4) Distribution of Firefox users from the most to the least (data from 15-nov-2013):
10.6 – 34%
10.7 – 23% – slightly decreasing
10.8 – 21% – notably decreasing
10.9 – 21% – notably increasing
more info: http://armenzg.blogspot.ca/2013/11/re-thinking-our-mac-os-x-continuous.html
5) Apple is no longer providing security updates for 10.7; any user looking for OS security updates will need to upgrade to 10.9. Because OSX10.9 is a free upgrade for 10.8 users, we expect 10.8 to be in similar situation soon.
6) If a developer lands a patch that works on 10.9, but it fails somehow on 10.7 or 10.8, it is unlikely that we would back out the fix, and we would instead tell users to upgrade to 10.9 anyways, for the security fixes.

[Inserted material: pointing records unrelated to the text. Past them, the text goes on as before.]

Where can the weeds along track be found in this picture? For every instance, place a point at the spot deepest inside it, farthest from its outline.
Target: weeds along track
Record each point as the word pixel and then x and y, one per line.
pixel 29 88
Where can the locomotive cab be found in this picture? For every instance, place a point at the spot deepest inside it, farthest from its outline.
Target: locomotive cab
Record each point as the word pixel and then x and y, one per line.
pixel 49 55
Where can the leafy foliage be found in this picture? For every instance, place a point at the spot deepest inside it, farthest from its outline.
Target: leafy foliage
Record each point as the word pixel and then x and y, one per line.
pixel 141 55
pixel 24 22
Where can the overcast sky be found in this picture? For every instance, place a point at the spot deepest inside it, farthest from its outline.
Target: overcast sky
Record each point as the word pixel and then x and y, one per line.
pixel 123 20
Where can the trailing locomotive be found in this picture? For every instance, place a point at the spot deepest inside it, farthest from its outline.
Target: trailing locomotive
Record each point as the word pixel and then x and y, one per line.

7) It is no longer possible to buy any more of the 10.6 machines (known as revision 4 minis), as they are long desupported. Recycling 10.7 test machines means that we can continue to support osx10.6 at scale without needing to buy/rack/recalibrate test and performance results.
8) Like all other large OS changes, this change would ride the trains. Most 10.7 and 10.8 test machines would be reimaged when we make these changes live on mozilla-central and try, while we’d leave a few behind. The few remaining would be reimaged at each 6-week train migration.
If we move quickly, this reimaging work can be done by IT before they all get busy with the 650-Castro -> Evelyn move.
For further details, see armen’s blog http://armenzg.blogspot.ca/2013/11/re-thinking-our-mac-os-x-continuous.html. To make sure this is not missed, I’ve cross-posted this to dev.planning, dev.platform and also this blog. If you know of anything we have missed, please reply in the dev.planning thread.
[UPDATED 29-nov-2013 with link to bug#942299, as the 10.7->10.6 portion of this work just completed.]